Já são mais de 600 focos de incêndio no sul de Israel, provocados pelas pipas. Mesmo com toda tecnologia do exército israelense, por enquanto não há solução para o que já é chamado de “terror agrícola”.

Mas as pipas, que estão dando uma grande dor de cabeça ao exército israelense, são apenas mais um round de luta de uma série de embates sem fim, assim como são infinitas as propostas de soluções para a Faixa de Gaza. As mais sérias sempre citam uma injeção de ânimo na economia local como a melhor forma de tirar o território palestino, controlado pelo Hamas, do segundo nível do volume morto. A partir daí, o grupo terrorista, que também é um partido palestino, assumiria um governo comprometido com o bem-estar da população.

É a forma como Ocidente, principalmente os países europeus, imagina que a engrenagem política palestina funciona. Para a Europa, a estabilização econômica da Faixa de Gaza passa pelo Hamas e os serviços que seu governo garante à po­pulação. Como essa possibilidade é praticamente nula, governos europeus imaginam que os palestinos vão se cansar e, por isso, vão se livrar do Hamas. Mas se esquecem que a lógica palestina não funciona dessa maneira. Os moradores de Gaza não são prisioneiros do grupo e apoiam suas ações. Em Gaza todos são pró-Hamas.

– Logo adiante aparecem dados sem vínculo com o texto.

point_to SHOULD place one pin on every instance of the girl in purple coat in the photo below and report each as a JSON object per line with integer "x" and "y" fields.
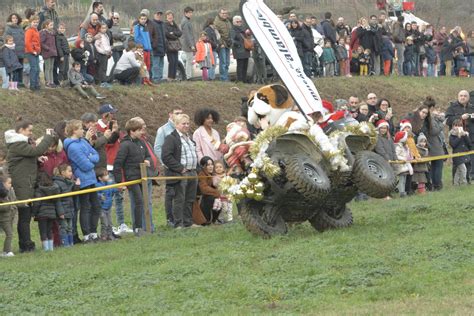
{"x": 48, "y": 51}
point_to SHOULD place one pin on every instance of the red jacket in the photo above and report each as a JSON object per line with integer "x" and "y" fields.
{"x": 32, "y": 41}
{"x": 111, "y": 150}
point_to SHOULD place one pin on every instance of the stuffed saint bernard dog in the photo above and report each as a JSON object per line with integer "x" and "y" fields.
{"x": 273, "y": 105}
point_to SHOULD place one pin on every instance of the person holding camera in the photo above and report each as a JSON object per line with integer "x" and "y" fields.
{"x": 464, "y": 110}
{"x": 22, "y": 158}
{"x": 84, "y": 158}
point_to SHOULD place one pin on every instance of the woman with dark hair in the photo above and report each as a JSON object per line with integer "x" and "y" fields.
{"x": 207, "y": 139}
{"x": 22, "y": 158}
{"x": 172, "y": 33}
{"x": 208, "y": 191}
{"x": 241, "y": 54}
{"x": 213, "y": 37}
{"x": 384, "y": 112}
{"x": 436, "y": 141}
{"x": 14, "y": 28}
{"x": 420, "y": 120}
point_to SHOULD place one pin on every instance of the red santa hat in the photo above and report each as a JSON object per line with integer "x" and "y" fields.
{"x": 401, "y": 137}
{"x": 405, "y": 123}
{"x": 381, "y": 123}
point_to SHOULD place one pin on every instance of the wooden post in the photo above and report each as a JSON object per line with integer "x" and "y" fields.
{"x": 146, "y": 197}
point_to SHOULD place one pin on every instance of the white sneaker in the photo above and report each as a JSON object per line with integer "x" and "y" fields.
{"x": 123, "y": 228}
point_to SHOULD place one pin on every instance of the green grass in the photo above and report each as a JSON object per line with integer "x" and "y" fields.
{"x": 408, "y": 256}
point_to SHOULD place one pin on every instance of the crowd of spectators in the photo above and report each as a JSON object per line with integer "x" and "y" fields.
{"x": 94, "y": 151}
{"x": 103, "y": 54}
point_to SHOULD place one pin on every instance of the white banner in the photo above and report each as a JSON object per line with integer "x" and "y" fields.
{"x": 276, "y": 41}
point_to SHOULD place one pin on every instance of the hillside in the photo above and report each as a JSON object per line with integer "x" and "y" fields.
{"x": 408, "y": 256}
{"x": 152, "y": 103}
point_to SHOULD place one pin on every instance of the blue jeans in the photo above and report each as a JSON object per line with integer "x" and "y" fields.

Muitos dizem que os palestinos de Gaza, se tiverem a chance de reconstruir o enclave — como resultado de uma economia mais vibrante —, certamente deixariam de lado sua devoção sagrada, o destino imutável de voltar para os seus vilarejos e cidades que um dia fizeram parte do cenário do que hoje é Israel, e já não existem mais. Mas eles sabem que, para isso, teriam de aceitar a existência e a soberania do Estado judeu, além de renunciar ao terror, possibilidade praticamente remota dada a realidade em campo.

E se os líderes do Hamas investissem os bilhões de dólares que entram em suas contas mundo afora em infraestrutura e não em mísseis e túneis, será que eles estariam traindo seu próprio destino? A resposta, infelizmente, é sim.

Enquanto as crianças da Faixa de Gaza estiverem revirando o lixo, enquanto o número de mártires aumentar cada vez mais e enquanto a vida for sofrida e lastimável nesse território — praticamente uma prisão a céu aberto —, o Hamas estará ganhando. É assim que eles conseguem “vencer” Israel, numa guerra desleal, mantida também pela mídia mundial, que, sabe-se, tem um viés histórico anti-Israel.

A miséria, a fome, o desespero, a guerra, enfim, as crises humanitárias são o combustível que mantêm viva a doutrina de sofrimento imposta pelo Hamas aos palestinos de Gaza.
Enquanto esta tocha estiver acesa, o mundo vai sempre apoiar o lado mais fraco, o que sofre. É da natureza humana. O Hamas sabe disso e usa essa ferramenta poderosa como ninguém. Esta sim, e não a pipa incendiária, é arma secreta do Hamas, e eles sabem usá-la como ninguém.